Um estudo realizado na população americana com mais de 60 anos demonstrou que a VR é custo-efetiva quando comparada com a não administração da vacina e que há uma redução de custos quando comparada com a vacina atenuada.31
Um outro estudo, desenvolvido em dezoito países diferentes da Europa, América do Norte, América Latina, Ásia e Austrália, demonstrou uma eficácia de 97,2% da VR quando comparada com placebo na redução de HZ em indivíduos com idade superior ou igual a 50 anos, sem diferenças na eficácia com variação da idade.
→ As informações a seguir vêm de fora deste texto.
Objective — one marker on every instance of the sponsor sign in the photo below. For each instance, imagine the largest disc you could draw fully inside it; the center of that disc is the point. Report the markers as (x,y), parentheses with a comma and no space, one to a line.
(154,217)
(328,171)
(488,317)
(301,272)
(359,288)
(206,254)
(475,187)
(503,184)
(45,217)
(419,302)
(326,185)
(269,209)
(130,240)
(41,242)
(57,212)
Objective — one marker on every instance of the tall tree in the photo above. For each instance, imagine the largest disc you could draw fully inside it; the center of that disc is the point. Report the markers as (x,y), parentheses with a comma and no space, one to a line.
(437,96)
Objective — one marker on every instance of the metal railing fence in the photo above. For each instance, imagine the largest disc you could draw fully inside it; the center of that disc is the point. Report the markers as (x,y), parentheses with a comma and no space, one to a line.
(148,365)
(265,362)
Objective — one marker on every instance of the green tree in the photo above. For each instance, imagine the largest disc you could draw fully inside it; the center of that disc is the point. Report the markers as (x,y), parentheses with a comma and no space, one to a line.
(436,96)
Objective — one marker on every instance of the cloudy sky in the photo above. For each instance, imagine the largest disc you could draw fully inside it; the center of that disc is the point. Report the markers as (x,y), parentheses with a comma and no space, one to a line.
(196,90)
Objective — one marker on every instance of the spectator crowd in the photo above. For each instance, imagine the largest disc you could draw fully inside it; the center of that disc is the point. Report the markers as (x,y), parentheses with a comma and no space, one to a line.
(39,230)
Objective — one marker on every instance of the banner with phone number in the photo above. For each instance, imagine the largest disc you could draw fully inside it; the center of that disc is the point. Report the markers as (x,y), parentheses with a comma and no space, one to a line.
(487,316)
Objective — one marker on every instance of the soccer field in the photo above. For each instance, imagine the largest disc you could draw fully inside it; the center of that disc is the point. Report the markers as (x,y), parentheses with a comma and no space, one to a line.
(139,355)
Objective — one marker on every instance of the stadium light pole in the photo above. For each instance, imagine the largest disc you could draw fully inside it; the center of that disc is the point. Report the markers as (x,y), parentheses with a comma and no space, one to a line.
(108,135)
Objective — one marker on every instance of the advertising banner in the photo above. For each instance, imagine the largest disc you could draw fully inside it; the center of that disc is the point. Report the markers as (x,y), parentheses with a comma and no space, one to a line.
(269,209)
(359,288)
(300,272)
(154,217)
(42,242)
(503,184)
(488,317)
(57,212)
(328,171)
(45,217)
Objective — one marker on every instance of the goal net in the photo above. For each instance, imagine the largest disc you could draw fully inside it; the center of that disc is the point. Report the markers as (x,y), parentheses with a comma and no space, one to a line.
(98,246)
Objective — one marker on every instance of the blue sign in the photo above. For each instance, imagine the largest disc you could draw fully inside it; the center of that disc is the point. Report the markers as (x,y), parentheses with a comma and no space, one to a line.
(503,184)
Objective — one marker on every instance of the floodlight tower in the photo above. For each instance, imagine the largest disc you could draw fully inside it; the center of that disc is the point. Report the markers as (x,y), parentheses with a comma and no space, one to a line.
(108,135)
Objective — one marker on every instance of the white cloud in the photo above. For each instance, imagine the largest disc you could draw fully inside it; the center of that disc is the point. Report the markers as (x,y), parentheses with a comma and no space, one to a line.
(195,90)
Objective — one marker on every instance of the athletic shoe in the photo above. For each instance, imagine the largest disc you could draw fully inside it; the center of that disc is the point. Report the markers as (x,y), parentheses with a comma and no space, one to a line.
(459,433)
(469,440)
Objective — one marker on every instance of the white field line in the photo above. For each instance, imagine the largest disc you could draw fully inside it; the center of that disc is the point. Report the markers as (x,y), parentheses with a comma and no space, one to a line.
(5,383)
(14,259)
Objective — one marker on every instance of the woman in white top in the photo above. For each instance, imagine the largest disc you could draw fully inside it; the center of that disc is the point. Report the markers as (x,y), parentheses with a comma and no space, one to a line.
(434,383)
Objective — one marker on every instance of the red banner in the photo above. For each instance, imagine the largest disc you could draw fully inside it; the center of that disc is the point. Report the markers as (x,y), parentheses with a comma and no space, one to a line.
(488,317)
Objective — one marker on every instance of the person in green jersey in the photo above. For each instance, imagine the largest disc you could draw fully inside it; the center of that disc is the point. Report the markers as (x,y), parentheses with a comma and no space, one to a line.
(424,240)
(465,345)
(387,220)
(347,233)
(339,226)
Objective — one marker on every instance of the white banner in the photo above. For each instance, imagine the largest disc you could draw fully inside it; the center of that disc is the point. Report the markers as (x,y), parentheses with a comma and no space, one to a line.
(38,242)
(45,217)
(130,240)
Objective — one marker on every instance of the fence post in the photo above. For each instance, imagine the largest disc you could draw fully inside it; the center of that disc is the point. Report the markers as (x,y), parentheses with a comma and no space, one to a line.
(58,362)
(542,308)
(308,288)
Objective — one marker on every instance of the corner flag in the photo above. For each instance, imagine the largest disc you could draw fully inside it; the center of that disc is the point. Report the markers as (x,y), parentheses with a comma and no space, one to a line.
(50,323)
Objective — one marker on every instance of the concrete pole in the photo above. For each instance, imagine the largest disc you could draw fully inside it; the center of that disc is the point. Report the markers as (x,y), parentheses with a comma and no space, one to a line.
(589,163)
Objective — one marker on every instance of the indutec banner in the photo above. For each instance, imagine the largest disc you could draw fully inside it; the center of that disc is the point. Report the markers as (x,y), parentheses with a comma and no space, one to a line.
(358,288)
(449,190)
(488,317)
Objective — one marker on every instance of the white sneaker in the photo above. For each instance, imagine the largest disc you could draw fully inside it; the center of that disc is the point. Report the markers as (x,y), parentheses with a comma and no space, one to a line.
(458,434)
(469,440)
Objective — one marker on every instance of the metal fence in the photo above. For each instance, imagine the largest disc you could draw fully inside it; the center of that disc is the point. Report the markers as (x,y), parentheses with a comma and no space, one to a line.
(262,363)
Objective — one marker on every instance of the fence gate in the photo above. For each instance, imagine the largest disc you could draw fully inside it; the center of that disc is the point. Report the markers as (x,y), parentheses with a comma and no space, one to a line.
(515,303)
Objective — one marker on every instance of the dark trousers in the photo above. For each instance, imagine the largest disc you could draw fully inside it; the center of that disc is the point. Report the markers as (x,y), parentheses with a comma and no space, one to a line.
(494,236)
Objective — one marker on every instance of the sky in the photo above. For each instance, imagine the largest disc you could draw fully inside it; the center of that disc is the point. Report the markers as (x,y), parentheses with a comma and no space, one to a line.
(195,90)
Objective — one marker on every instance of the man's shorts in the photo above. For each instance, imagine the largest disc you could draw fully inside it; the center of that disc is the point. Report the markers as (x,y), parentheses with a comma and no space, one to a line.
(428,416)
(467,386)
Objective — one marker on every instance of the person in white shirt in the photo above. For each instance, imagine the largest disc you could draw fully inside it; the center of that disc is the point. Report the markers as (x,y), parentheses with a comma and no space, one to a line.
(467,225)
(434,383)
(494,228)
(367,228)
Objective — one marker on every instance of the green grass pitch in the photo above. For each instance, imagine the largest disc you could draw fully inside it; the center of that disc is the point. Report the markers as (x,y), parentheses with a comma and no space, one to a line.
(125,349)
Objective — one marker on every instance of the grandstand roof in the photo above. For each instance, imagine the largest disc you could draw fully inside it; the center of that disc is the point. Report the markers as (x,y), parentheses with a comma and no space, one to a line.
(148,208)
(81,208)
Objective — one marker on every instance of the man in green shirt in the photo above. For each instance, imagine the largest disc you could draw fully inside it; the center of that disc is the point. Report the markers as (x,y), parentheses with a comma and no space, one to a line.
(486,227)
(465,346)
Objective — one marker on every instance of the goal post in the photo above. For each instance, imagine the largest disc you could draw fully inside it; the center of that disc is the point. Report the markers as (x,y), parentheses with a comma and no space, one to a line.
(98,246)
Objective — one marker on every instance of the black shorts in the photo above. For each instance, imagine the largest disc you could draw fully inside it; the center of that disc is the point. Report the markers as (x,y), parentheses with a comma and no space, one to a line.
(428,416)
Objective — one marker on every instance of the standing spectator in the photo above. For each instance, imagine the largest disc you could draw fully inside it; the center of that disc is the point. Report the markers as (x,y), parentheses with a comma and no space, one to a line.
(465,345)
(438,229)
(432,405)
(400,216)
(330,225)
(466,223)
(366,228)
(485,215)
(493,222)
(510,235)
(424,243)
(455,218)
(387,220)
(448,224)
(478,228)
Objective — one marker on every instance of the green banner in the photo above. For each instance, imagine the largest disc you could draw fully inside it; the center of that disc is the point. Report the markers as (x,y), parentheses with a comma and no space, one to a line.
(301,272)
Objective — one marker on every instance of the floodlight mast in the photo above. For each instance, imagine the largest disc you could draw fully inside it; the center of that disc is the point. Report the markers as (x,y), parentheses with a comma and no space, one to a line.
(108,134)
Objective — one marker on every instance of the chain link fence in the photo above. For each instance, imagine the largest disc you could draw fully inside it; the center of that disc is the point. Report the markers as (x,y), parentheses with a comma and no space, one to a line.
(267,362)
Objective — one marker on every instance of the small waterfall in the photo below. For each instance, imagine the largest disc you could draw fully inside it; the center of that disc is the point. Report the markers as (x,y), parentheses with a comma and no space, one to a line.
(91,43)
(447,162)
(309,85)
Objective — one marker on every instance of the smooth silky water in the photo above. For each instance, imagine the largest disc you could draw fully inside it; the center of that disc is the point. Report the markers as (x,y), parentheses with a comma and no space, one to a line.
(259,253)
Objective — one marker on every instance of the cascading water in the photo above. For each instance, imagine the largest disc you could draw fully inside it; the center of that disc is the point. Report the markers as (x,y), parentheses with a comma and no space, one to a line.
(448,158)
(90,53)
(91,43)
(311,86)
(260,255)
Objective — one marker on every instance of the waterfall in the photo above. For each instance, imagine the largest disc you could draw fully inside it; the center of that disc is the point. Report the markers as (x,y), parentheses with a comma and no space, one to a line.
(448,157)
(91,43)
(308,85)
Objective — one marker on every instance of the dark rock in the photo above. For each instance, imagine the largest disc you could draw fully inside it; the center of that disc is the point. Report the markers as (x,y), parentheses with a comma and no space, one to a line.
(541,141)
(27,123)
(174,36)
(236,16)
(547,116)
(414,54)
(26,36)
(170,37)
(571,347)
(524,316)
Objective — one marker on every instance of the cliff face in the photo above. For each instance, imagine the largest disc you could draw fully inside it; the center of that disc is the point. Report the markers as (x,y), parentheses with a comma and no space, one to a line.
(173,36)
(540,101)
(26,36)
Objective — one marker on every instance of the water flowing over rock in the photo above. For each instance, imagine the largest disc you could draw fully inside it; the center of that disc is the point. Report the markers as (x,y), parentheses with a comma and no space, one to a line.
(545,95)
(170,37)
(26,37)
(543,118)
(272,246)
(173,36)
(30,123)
Já a VVA, em outros estudos, teve menor eficácia em participantes com idade igual ou superior a 70 anos (37,6%) e naqueles entre os 50-59 anos (69,8%).32
O centro de controlo de doenças e prevenção dos EUA mostrou que na maioria a vacinação com VR evitou mais doença com custos gerais mais baixos do que a vacinação com VVA.13
Na sua generalidade, os estudos comparativos entre as duas vacinas demonstram uma superioridade na eficácia da VR, tanto a nível da infeção do herpes vírus como na NPH.
Discussão e conclusão
As revisões mais recentes sobre o tema são concordantes relativamente à indicação para vacinação da população a partir dos 60 anos.
A vacinação em doentes mais novos parece ser supérflua e não trazer diminuição significativa da incidência de HZ e comorbilidades que validem a sua inclusão nas recomendações.
Contudo, é necessário ter em mente que as recomendações existem para países nos quais foram elaborados estudos custo-eficácia tendo em conta a prevalência da doença nessas regiões, bem como a morbilidade e gastos associados às suas complicações.
Os sistemas de saúde Beveridgianos, como é o caso do SNS, requerem uma análise extensa e detalhada antes da implementação e comparticipação de programas vacinais e das vacinas selecionadas, dependendo da idade dos doentes e de outros fatores.
Destaca-se, por isso, a superioridade demonstrada da VR quer na prevenção de HZ como na longevidade da proteção que confere comparativamente à VVA.
Analisando o preço de venda ao público da vacina disponível verifica-se que não é uma opção viável para a maioria dos Portugueses, pelo que a introdução de uma nova vacina que competisse com a atual poderia não só trazer competitividade ao mercado como oferecer uma proteção superior.
Este artigo pretende levantar a necessidade de avaliar o real impacto de HZ na população Portuguesa e, caso este se verifique relevante, estudar a necessidade de recomendar a vacinação a todos os doentes com idade superior a 60 anos.